Edit: Also, it doesn't matter when you change this setting. And this is not a 7er only problem, you should try adjusting this feature on an 3 series. It's not mentioned in the manual at all, as far as I remember.


----------



## drbmw (Oct 12, 2003)

Set it at 5 and forget it. I figure the volume will go up according to higher speed, but not at the maximum, in case I have passengers and want to have a conversation. This is one feature you play with initially, and then forget about.


----------



## Bobby 325i (Oct 18, 2002)

The manual for the 7 isn't really that good in explaining things. I just set the sensitivity to 6. I noticed how convenient it is today when driving with the two front window's down and the sunroof open on the expressway, as the outside noise grew the volume of the speakers adjusted themselves. Pretty neat feature i guess.


----------



## FenPhen (Jan 13, 2004)

kimer12345 said:


> It has 6 settings for speed volume. However, how/when do you set it? when the car is standing still? when you're at the target speed where you want the volume to crank up? how/where do you specify how much the volume increases?


Those 6 settings refer to the amount of adjustment, 1 being the least and 6 being the most. Each time you hit a pre-defined speed range, the volume will get bumped by that amount. How to set it should be documented in the manual, either your car manual or the one specific to your Business unit or nav unit. (My 2004 330i has the speed setting documented properly.)

*Your goal is to set the adjustment value so you do not notice the volume changes at all. Personally, I set it either at 1 or 2.*

Starting from a standstill, set the volume to a comfortable level. Then start accelerating. As you go faster, you'll notice the *perceived* volume of the audio either gets noticeably louder, stays roughly about the same, or gets drowned out by road, wind, and engine noise. If things get noticeably louder, drop the adjustment value. If things get drowned out, raise the adjustment value.
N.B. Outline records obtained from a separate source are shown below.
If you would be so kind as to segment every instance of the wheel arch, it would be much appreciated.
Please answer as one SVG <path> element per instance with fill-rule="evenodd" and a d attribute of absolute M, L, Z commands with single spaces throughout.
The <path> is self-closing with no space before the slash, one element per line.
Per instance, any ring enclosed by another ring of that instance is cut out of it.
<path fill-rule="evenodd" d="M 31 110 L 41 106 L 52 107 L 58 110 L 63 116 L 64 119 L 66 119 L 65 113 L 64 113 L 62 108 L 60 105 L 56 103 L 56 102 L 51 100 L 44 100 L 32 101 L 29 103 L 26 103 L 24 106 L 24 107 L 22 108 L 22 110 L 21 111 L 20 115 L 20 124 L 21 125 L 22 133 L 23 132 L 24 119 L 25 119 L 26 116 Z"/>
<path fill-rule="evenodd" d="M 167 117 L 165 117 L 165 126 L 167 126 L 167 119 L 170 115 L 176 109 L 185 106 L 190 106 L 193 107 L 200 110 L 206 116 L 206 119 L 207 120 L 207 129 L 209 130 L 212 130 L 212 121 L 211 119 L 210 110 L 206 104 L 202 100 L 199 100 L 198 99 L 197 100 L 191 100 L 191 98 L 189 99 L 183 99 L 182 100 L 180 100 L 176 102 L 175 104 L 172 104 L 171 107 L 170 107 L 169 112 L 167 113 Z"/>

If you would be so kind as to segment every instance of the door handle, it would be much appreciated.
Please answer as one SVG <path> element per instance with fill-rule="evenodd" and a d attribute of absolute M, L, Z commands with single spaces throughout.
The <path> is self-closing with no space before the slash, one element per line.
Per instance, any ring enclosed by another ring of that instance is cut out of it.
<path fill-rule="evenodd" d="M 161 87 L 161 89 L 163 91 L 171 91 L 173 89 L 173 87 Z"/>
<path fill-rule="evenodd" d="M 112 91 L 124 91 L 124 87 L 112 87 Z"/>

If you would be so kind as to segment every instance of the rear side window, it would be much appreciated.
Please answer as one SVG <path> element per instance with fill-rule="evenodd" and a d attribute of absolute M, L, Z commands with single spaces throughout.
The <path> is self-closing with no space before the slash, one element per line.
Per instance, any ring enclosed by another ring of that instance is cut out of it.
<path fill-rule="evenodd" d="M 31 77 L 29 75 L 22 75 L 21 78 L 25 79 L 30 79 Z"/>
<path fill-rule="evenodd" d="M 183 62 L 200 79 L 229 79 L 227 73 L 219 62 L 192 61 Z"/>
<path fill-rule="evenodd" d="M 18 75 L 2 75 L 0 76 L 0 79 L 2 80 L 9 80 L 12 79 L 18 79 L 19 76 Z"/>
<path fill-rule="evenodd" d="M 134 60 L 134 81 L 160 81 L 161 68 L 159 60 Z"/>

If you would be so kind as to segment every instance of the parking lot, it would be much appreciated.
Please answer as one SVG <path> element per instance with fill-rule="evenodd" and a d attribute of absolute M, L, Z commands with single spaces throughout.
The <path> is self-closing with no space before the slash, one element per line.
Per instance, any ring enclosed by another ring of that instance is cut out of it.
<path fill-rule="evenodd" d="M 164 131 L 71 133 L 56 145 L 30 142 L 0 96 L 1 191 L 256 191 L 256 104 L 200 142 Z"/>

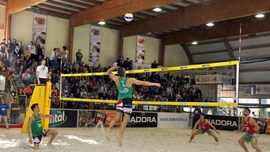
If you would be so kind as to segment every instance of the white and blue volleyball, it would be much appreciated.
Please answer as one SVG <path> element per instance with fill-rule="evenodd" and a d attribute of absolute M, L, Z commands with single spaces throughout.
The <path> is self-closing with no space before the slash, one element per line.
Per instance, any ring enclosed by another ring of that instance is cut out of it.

If you notice no perceived difference, then it's perfect.

(You could also do it backwards, setting the volume while at speed, then coming to a stop and seeing if the volume got too soft, or if it's too loud when stopped, or if it's perfect.)


----------



## Tamer (Apr 14, 2004)

*I didnt feel the volume change too*

i didnt hear the volume increase but i said whatever it must of changed without me noticing it and now when i read your message i remmebered. i usually set it on 6 but it doesnt affect the sound. weird!!


----------